A breakdown of what each of the imports does
from selenium import webdriver # so we can instantiate a WebDriver
from selenium.webdriver.common.keys import Keys # let's us 'type' things in the browser (i.e. in the searchbar)
from selenium.webdriver.chrome.options import Options # so we can configure our WebDriver settings (e.g. how verbose it should be)
from selenium.webdriver.common.by import By # to let selenium find elements *by* different identifiers (e.g. by class)
import time # because sometimes we have to tell our program to wait a bit!
With that all sorted let's set up our webdriver.
Most of the time the following code won't change from project-to-project so don't feel bad just copy-pasting it whenever you need it!
# SETTING UP BROWSER
#-----------------------
chrome_options = Options()
# chrome_options.add_argument("--headless")
chrome_options.add_experimental_option("detach", True)
chrome_options.add_argument("--log-level=3")
prefs = {"profile.default_content_setting_values.notifications" : 2}
chrome_options.add_experimental_option("prefs",prefs)
browser = webdriver.Chrome(options=chrome_options)
browser.set_window_size(1080, 960)
The Breakdown
-
chrome_options = Options()
allows you to configure your WebDriver to suit your needs. There are a gazillion-and-one different option arguments you can add and experiment with. -
chrome_options.add_argument("--headless")
makes sure that when you run the code, the actual chrome browser doesn't pop up. Comment this out for now 🤓 -
chrome_options.add_experimental_option("detach", True)
helps make sure the browser we control doesn't close every time our program finishes running! This helps us to see how far our program got/where an error is occuring/our victory! -
chrome_options.add_experimental_option("prefs",prefs)
handle any chrome notifications (e.g.

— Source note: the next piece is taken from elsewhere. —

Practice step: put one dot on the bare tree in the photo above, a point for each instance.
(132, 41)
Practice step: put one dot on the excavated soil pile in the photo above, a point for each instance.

Allow/Block permission notification boxes) that confuse our scraper😖 -
chrome_options.add_argument("--log-level=3")
to only show you important warnings (thank me later)- INFO = 0, WARNING = 1, LOG_ERROR = 2, LOG_FATAL = 3.
-
browser = webdriver.Chrome(options=chrome_options)
instantiates a ChromeDriver with the options we chose -
browser.set_window_size(1080, 960)
is just for funsies and, I think, pretty self-explanatory
N.B. You do not have to call your WebDriver 'browser', this is just my personal preference. Often, when you read things online, it will either be called either browser or driver
For the sake of this 'tutorial', we will be navigating to, and scraping from, Reddit as it is and, should continue to be, legal to scrape from. Please always make sure you double check the rules different sites have on web-scraping before you start a project!
# TO REDDIT WE GO
#-----------------------
reddit_url = "https://www.reddit.com"
browser.get(reddit_url)
But, quite frankly, it's not enough to just go to a website, we also want to be able to interact with it, right? Trick question: Right! Interacting with a website could mean:
- Clicking on a button
- Typing in a searchbar or comment section
- Pressing enter
- Scrolling
- etc
To keep things simple we'll just be focusing on the first three... but before we can do that we need to know how to find the elements we want to interact with. How do we find a button to click? Or a searchbar to type in? Check below!
There are several different ways to locate elements on a webpage using selenium. Here are the 4 methods I use most frequently:
So, going back to our Reddit example: We have navigated to the Reddit website, but now we want to find the searchbar so we can look for a specific subreddit.
# N.B. you tend to find that most searchbars' name is just 'q'
searchbar = browser.find_element(By.NAME, "q")
Again, however, there is more to be done! Finding an element is not the same as using that element. We can find a button but not necessarily use that button. Worry not though, using elements tends to be super easy! For our purposes, we will focus on:
- If we want to click on something (e.g. a button):
button = browser.find_element(By.ID, "some button id")
button.click()
- If we want to type into something (e.g. a searchbar):
searchbar = browser.find_element(By.NAME, "q")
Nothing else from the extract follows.